On 2017-07-26 19:38 (-0700), "Peng Xiao" <25...@qq.com> wrote: 
> Kurt/All,
> 
> 
> why the  # of racks should be equal to RF?
> 
> For example,we have 2 DCs each 6 machines with RF=3,each machine virtualized to 8 vms ,
> can we set 6 racs with RF3? I mean one machine one RAC to avoid hardware errors or only set 3 racs,1 rac with 2 machines,which is better?
> 
> 

The guarantee you get from racks is that IF you have more racks than replicas, you won't have 2 replicas on the same rack. There's no requirement that # of racks >= # of replicas, you just leave yourself exposed to losing quorum if you have an outage while # racks < # replicas. 

Yes, with a rack == a hypervisor, the snitch would avoid placing 2 replicas on the same physical machine, and would protect you against hardware errors. There's nothing to gain from having 3 racks instead of 6 in that case (in fact 6 is probably better, as you're less likely to have to skip a duplicate rack in getNaturalEndpoints()).

All of this said:

BE REALLY CAREFUL WHEN USING RACKS. 

If you start with # of racks < RF, and you try to add another rack, you will probably be very unhappy (when you add that first node in the new rack, it'll take 1/RF of the ring instantly, which usually crashes everything). For that reason, a lot of people advise not to use racks unless you have > RF racks, or you REALLY know what you're doing.

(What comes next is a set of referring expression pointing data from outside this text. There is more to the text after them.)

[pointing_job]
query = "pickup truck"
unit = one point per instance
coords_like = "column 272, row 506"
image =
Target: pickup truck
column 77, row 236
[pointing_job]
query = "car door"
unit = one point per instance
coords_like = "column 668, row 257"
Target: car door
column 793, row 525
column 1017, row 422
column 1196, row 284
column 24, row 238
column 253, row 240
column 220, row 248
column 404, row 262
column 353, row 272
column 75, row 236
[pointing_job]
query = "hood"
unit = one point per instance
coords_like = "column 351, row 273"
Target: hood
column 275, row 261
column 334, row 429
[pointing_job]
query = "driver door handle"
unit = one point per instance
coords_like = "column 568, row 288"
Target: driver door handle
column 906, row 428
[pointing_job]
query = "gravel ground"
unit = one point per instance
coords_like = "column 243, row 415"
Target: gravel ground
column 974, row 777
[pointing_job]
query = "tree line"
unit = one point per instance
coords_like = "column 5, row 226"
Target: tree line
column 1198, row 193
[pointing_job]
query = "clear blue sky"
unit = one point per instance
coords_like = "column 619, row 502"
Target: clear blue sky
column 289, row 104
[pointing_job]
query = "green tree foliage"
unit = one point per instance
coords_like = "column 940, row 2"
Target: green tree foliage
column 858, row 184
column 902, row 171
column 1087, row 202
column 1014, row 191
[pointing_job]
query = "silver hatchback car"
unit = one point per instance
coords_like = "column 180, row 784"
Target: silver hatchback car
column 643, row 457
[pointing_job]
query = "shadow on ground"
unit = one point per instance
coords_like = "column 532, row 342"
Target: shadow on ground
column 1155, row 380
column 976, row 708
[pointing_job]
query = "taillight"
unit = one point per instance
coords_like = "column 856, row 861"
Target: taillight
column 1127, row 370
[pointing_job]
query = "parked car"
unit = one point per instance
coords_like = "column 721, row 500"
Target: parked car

---------------------------------------------------------------------
To unsubscribe, e-mail: user-unsubscribe@cassandra.apache.org
For additional commands, e-mail: user-help@cassandra.apache.org


Re: 回复: 回复: tolerate how many nodes down in the cluster

Posted by kurt greaves <ku...@instaclustr.com>.
Note that if you use more racks than RF you lose some of the operational
benefit. e.g: you'll still only be able to take out one rack at a time
(especially if using vnodes), despite the fact that you have more racks
than RF. As Jeff said this may be desirable, but really it comes down to
what your physical failure domains are and how/if you plan to scale.

As Jeff said, as long as you don't start with # racks < RF you should be
fine.